En vertu de ces mêmes dispositions, cette déclaration d’insaisissabilité, dont la régularité n’a pas été contestée, n’a d’effet qu’à l’égard des créanciers dont les droits naissent, après sa publication, à l’occasion de l’activité professionnelle du déclarant. Il en découle, d’une part, que cette déclaration est inopposable au Crédit agricole dont le droit de créance au titre du prêt ligieux est né antérieurement à la publication de cette déclaration et en dehors de l’activité professionnelle de M. [F] et, d’autre part, que l’immeuble insaisissable, échappant à l’effet réel de la procédure collective, n’est pas entré dans le gage commun des créanciers interdisant au liquidateur de le réaliser dans le cadre de la procédure de liquidation judiciaire, laquelle a été clôturée pour insuffisance d’actif par un jugement rendu le 15 juillet 2015.
Pour autant, et contrairement à ce que soutiennent les parties, la créance résultant du prêt litigieux autorisait le Crédit agricole à déclarer sa créance à la procédure collective afin de participer aux distributions éventuelles nonobstant son droit d’agir sur l’immeuble par lui saisissable.
Si le créancier auquel la déclaration d’insaisissabilité d’un immeuble est inopposable bénéficie d’un droit de poursuite sur l’immeuble, il n’en demeure pas moins soumis, dans le cadre de la procédure collective, au principe d’ordre public de l’arrêt des poursuites ainsi qu’à l’interdiction de recevoir paiement des créances dont la naissance est antérieure au jugement d’ouverture.
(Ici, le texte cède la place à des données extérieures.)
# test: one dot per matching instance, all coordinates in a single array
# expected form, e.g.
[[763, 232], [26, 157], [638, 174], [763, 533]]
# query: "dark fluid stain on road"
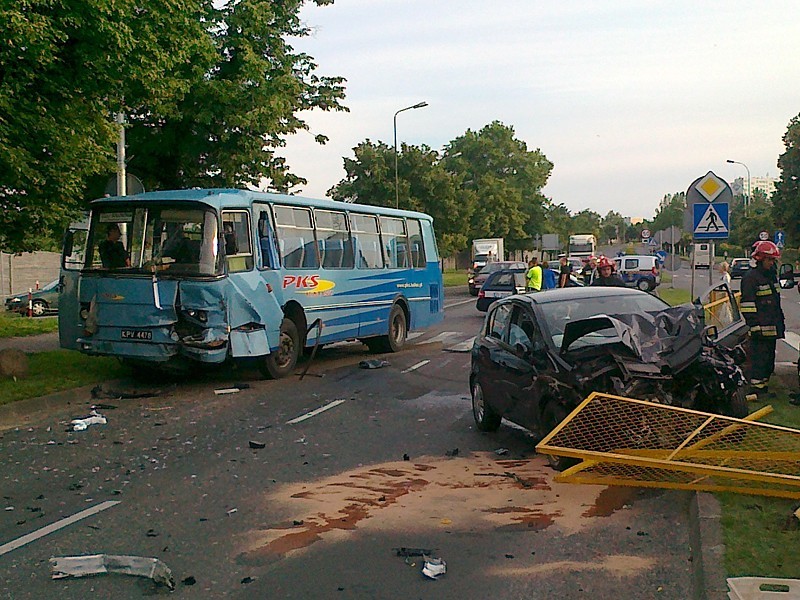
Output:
[[610, 501]]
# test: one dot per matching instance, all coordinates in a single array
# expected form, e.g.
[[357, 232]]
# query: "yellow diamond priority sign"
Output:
[[710, 186]]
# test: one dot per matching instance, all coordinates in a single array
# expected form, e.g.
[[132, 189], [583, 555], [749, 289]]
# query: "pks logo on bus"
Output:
[[308, 284]]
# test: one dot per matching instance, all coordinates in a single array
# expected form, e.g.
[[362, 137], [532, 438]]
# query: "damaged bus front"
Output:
[[170, 278]]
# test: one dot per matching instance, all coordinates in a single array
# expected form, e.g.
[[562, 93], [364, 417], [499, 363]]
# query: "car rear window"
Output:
[[558, 314]]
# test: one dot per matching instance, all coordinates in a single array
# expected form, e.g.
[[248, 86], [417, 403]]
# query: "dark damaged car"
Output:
[[538, 356]]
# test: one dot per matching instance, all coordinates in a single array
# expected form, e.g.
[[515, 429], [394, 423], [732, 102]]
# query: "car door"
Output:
[[525, 362], [491, 356], [722, 311]]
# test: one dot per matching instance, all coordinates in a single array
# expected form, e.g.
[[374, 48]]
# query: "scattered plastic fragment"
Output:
[[97, 564], [406, 552], [83, 424], [373, 363], [434, 567]]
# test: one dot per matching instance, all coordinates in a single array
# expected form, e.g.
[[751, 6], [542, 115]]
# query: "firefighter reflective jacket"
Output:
[[761, 304]]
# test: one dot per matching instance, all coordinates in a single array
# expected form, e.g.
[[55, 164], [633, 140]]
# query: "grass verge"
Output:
[[59, 370], [673, 296], [453, 277], [762, 536], [15, 325]]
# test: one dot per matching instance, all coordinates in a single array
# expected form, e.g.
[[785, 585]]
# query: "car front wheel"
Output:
[[283, 360], [485, 418]]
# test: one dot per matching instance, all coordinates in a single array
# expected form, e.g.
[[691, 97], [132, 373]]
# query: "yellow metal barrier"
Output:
[[629, 442]]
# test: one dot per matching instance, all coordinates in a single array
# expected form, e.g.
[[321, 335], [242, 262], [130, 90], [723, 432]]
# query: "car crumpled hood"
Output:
[[669, 338]]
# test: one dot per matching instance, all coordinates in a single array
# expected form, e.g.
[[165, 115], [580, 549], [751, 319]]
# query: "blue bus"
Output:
[[209, 275]]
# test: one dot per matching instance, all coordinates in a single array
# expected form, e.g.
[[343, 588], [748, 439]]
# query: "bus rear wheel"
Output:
[[396, 337], [283, 360]]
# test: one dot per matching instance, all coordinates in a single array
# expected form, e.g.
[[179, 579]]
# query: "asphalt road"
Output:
[[316, 513]]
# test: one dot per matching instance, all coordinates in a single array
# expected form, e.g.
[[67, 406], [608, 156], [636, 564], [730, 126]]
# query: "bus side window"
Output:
[[263, 240]]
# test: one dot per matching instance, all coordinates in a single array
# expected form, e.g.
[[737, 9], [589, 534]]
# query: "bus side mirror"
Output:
[[69, 241]]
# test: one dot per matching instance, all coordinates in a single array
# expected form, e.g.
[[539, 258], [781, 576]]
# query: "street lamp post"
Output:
[[396, 180], [747, 200]]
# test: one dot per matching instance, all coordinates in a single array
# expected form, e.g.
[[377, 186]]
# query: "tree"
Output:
[[240, 106], [424, 185], [786, 200], [506, 178], [210, 93]]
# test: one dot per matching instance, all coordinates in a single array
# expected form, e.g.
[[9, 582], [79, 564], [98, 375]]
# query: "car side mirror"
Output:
[[69, 241]]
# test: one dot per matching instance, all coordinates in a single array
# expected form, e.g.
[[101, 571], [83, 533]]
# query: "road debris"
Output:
[[434, 567], [745, 588], [94, 418], [373, 363], [97, 564], [406, 552]]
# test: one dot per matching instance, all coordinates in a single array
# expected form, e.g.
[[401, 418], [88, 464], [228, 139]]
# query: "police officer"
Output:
[[606, 275], [761, 308]]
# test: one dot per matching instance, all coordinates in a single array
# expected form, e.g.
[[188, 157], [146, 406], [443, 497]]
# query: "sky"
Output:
[[631, 100]]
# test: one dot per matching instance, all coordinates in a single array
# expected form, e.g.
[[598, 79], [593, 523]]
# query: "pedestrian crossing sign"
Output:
[[711, 221]]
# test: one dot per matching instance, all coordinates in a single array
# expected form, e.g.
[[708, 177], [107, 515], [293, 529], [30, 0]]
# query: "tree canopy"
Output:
[[210, 91]]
Il en résulte que, s’il doit être en mesure d’exercer le droit qu’il détient sur l’immeuble en obtenant un titre exécutoire par une action contre le débiteur tendant à voir constater l’existence, le montant et l’exigibilité de sa créance, cette action ne peut tendre au paiement de celle-ci, quand bien même la procédure de liquidation judiciaire a été clôturée pour insuffisance d’actif, dans la mesure où le prononcé d’une condamnation à paiement, qui revient à autoriser le créancier à agir sur l’ensemble du patrimoine du débiteur, se heurte au principe de la non-reprise des poursuites individuelles posé par l’article L. 643-11 du code de commerce, et dont les exceptions, qui doivent être interprétées strictement, n’envisagent aucunement la situation du créancier auquel la déclaration d’insaisissabilité est inopposable.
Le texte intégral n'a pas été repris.